Not until I left Mathews and went to college did I realize how unusual some of our expressions are. I had no idea, for example, that saying someone or somebody was as ugly as a mud fence could cause confusion. My roommate looked stunned the first time I said it. Then she wanted to know what a mud fence was, and just how ugly was it? I confess I have no idea, and I never stopped to think about it before she asked.
My mother's mother, if she were alive, would have been 100 years old this past Monday. She had the most wonderful accent, but she also had a very unusual way of saying certain words. For example:
"Push" was pronounced poosh.
"Bush" was pronounced boosh.
As in, "Don't you dare poosh your sister into that boosh."
I have to assume there were some Scottish or Irish folks that influenced that pronunciation, but it's quickly fading. I only rarely hear it any more.
Some other odd pronunciations coming from my mother and grandmother include:
Example: Predney that dunkey and hawse will need feedin'.
Folks from Mathews contribute to this colorful kaleidoscope of sayings and pronunciations. I have a friend who always said "mersure" instead of "measure." She'd say "warsh" instead of "wash." Other people I know would say "poncil" (almost with a French accent) instead of "pencil." Many people to this day pronounce "house" or "mouse" as with a long "o" sound.
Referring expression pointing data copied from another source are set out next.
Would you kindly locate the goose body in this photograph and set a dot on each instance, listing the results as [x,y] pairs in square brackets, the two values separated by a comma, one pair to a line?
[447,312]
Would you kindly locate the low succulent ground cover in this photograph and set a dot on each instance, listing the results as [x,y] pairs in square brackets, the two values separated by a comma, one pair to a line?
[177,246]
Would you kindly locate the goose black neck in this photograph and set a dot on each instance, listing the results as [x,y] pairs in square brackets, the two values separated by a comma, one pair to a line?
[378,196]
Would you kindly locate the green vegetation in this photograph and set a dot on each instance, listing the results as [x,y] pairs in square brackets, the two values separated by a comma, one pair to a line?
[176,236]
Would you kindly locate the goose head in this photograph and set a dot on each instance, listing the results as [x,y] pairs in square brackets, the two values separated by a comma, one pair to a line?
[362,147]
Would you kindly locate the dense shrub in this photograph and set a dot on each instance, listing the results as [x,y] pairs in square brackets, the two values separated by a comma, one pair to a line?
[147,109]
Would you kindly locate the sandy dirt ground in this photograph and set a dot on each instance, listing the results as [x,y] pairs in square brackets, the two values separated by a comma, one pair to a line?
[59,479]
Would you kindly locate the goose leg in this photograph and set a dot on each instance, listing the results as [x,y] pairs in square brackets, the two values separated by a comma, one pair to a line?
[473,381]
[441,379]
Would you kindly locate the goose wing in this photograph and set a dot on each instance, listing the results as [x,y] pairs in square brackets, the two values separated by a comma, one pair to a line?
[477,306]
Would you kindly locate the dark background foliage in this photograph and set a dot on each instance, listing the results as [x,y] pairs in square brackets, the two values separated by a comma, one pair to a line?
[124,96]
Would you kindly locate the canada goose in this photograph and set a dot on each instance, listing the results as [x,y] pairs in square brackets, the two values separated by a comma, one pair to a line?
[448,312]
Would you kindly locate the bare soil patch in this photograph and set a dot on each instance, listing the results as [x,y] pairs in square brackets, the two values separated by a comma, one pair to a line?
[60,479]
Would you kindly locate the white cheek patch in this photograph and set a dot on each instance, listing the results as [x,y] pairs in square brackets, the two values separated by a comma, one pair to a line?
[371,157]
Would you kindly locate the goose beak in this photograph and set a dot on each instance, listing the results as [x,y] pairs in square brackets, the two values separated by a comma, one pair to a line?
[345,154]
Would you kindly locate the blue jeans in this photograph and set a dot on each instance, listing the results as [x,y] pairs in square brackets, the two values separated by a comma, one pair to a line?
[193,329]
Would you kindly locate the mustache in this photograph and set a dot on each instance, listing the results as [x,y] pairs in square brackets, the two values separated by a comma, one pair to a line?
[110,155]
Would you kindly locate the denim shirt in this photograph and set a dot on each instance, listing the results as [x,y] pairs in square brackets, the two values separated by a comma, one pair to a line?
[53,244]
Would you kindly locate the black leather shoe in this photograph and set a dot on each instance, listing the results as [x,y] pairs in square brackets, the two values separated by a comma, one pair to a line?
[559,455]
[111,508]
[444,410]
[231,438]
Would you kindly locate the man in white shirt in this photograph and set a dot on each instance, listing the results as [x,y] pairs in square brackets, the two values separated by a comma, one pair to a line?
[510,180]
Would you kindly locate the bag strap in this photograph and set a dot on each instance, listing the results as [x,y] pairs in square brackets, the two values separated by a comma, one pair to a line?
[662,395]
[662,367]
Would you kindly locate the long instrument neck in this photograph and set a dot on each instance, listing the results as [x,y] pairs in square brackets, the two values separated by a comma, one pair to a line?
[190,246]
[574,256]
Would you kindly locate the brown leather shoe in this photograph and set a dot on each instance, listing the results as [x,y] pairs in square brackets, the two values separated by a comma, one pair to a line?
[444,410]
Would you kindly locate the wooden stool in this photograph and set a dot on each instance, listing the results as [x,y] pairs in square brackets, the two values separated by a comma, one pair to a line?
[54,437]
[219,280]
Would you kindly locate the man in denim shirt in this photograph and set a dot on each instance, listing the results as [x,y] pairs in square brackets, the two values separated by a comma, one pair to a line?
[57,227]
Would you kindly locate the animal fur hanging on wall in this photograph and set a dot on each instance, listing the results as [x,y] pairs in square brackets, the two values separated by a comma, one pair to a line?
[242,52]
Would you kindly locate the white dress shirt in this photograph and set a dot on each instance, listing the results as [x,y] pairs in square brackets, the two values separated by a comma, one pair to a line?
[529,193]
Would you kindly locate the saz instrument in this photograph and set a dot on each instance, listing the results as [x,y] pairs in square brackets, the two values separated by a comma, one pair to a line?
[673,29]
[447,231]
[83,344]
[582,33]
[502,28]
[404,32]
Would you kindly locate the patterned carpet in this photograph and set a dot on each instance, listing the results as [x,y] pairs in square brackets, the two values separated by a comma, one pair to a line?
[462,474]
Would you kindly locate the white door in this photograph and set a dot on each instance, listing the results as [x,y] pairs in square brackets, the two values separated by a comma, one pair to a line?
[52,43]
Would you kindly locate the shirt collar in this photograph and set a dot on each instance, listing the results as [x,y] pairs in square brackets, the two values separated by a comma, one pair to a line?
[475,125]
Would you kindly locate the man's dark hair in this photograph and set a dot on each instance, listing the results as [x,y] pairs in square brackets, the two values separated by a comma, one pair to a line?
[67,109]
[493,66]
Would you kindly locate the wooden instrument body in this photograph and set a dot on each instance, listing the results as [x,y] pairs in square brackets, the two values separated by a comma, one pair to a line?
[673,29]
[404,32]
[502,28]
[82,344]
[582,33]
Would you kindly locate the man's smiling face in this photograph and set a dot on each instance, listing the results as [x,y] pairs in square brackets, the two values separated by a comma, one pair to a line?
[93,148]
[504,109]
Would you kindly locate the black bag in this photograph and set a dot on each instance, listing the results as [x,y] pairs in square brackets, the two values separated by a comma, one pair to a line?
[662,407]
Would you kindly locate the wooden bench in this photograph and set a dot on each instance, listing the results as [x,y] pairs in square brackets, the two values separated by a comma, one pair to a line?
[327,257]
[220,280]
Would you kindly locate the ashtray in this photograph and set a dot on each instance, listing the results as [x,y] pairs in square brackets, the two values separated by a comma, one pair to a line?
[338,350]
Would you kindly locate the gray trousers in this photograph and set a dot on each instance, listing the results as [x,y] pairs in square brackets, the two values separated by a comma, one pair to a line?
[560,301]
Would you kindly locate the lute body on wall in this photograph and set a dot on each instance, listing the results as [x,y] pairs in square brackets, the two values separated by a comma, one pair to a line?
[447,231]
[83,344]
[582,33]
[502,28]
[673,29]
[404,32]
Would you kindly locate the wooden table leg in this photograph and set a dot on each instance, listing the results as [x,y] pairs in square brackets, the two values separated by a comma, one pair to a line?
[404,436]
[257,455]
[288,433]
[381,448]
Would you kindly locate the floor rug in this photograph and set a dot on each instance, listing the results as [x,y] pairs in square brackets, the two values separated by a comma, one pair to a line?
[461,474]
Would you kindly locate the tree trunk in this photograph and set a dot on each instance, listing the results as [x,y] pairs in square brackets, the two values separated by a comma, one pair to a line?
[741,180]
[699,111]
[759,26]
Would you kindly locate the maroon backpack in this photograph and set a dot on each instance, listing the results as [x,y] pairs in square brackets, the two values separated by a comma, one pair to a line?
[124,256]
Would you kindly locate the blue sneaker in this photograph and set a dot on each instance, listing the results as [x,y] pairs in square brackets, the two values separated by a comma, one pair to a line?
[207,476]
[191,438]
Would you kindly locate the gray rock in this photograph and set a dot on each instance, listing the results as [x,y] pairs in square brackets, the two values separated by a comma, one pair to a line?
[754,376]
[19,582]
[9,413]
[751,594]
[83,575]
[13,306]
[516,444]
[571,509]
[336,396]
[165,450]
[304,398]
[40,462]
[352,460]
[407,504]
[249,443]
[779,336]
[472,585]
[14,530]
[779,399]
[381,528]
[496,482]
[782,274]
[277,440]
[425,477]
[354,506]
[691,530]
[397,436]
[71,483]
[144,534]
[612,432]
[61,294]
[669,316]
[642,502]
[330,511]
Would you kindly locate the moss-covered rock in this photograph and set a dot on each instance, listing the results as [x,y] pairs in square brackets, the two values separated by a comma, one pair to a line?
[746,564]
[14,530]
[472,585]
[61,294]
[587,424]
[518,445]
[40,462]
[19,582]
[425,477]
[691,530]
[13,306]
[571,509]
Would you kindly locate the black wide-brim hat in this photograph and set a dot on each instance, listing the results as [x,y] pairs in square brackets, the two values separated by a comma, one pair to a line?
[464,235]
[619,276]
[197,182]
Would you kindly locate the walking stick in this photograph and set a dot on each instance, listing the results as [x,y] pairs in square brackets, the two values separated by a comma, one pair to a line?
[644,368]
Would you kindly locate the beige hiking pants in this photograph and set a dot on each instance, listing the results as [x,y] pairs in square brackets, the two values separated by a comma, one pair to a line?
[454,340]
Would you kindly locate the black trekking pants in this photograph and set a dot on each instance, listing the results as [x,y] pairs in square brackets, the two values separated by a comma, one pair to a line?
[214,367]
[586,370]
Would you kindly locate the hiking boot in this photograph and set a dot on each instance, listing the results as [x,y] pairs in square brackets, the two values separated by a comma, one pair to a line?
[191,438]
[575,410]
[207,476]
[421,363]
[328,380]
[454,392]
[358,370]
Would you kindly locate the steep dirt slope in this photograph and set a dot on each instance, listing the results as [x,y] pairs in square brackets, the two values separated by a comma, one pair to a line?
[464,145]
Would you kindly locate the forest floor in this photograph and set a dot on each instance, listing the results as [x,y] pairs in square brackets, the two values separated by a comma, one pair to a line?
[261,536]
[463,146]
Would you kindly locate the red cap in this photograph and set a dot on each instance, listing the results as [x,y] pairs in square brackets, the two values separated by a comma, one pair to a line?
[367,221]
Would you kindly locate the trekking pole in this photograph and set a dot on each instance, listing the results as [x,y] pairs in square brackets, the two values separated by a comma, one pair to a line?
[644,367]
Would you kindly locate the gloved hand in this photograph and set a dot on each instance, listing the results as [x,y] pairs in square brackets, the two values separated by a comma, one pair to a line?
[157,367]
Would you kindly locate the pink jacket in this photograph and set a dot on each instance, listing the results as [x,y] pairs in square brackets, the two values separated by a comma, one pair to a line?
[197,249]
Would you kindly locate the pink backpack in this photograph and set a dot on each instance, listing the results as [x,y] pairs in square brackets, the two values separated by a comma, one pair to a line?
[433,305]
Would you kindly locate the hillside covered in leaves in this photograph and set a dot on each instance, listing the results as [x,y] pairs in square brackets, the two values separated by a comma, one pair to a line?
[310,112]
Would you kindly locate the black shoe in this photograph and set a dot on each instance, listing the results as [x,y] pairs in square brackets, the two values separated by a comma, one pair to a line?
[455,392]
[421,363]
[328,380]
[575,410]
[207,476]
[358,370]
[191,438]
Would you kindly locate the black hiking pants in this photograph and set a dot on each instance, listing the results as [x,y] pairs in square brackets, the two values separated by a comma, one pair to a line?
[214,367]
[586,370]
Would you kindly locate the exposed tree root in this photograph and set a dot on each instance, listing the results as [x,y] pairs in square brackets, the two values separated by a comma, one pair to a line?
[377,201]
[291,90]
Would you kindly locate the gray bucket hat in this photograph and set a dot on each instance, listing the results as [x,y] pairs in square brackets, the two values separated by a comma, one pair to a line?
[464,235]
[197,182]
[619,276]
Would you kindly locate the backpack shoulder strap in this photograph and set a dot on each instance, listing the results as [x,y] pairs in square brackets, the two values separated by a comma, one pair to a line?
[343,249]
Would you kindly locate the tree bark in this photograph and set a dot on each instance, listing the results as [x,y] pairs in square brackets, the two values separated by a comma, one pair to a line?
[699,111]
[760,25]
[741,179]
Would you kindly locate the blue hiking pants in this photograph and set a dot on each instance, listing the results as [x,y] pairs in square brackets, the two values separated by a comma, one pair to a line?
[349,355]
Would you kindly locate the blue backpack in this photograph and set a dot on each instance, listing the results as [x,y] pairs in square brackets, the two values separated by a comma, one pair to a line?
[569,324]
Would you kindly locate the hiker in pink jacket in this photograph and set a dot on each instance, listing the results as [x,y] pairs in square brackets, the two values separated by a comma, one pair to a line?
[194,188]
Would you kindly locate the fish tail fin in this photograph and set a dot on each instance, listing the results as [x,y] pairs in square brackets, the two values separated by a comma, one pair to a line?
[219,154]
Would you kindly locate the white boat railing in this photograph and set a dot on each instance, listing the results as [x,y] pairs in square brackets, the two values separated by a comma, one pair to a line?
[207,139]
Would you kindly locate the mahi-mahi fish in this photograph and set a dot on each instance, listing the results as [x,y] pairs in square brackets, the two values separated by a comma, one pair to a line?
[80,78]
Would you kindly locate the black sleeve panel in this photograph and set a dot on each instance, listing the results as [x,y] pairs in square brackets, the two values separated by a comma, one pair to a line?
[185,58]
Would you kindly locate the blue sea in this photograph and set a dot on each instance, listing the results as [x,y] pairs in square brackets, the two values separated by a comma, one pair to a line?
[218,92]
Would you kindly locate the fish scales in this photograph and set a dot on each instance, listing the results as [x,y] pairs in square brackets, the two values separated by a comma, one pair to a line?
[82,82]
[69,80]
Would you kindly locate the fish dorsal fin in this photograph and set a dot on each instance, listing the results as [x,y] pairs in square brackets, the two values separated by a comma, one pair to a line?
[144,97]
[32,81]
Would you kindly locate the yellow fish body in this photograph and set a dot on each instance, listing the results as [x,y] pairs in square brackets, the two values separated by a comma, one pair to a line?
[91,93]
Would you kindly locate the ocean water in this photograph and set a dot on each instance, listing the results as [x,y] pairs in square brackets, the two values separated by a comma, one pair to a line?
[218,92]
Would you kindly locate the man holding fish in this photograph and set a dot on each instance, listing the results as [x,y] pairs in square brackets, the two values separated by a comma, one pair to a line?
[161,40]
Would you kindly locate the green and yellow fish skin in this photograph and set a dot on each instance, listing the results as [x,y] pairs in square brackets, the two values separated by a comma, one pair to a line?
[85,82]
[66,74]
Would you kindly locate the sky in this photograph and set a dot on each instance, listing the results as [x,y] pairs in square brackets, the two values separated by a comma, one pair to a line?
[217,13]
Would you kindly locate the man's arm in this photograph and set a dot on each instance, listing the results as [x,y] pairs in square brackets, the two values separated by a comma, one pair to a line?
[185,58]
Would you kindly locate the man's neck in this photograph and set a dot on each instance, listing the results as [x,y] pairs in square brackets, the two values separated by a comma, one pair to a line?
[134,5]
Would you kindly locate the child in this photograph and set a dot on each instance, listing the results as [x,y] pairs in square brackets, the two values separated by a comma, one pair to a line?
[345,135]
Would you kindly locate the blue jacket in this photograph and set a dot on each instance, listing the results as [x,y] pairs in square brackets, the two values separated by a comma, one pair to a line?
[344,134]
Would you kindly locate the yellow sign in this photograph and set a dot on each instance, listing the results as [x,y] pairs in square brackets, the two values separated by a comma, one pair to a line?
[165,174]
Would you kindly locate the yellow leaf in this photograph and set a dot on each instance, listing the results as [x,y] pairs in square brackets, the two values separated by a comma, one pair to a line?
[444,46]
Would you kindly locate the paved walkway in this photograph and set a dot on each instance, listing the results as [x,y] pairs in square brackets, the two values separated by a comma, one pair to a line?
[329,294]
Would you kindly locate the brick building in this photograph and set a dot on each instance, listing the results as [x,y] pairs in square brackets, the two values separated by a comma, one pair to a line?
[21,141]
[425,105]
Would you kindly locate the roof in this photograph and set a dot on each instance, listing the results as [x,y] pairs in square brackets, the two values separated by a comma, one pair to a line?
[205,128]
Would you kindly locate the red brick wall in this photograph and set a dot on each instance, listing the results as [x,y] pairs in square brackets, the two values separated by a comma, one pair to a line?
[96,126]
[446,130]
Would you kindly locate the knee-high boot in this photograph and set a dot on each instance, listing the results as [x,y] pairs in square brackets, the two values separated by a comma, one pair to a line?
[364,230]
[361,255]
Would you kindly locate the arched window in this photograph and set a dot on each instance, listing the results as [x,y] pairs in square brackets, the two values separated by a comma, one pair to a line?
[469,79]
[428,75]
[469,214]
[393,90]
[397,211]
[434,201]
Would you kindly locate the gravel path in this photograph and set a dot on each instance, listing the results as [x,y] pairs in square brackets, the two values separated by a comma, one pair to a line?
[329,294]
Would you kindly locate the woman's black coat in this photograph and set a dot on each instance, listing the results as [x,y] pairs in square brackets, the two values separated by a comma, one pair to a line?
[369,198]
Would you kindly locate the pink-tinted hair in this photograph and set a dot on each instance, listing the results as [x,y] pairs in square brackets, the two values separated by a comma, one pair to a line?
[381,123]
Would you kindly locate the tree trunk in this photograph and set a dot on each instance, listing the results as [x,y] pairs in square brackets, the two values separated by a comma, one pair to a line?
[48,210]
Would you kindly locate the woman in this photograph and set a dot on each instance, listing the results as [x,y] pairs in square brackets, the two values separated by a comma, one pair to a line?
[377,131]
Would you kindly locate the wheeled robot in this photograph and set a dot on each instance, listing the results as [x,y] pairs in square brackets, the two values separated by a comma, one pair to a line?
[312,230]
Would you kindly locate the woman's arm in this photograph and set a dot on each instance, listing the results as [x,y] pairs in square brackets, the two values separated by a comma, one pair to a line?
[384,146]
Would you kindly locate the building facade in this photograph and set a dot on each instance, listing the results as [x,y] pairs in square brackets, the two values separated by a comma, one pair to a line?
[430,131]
Like "hoe" with a light "s" on the end.
Some of the expressions I grew up with are:
I'm as serious as a heart attack. (Pretty darn serious.)
Your bedroom looks like Hooraw's nest. (It's a disaster. Who or what is Hooraw? A bird?)
Your hair looks like the cat's been suckin' on it all night long. (You need a rake to comb that hair.)
Those vegetables are no count. (They're no good.)
You can't swing a dead cat without hitting fruit flies in this kitchen. (You have a fruit fly infestation.)
That cookie is harder than a brick bat. (You couldn't get your teeth through it.)
This is but a small sampling. I'm sure not all of these are unique to this area, but I suspect some of them are.
I'd love to compile more of these sayings and quirky pronunciations from the local area, and if I had the time I'd go out and interview people. I'm feeling a little too lazy to do that at the moment. For anyone reading this who has not yet fallen asleep, I would love to hear about any local sayings or odd pronunciations in your neck of the woods.
Right now, though, I must go deal with that no-count fruit fly infestation before I blow a gasket. There's more of them in my kitchen than you can shake a fist at.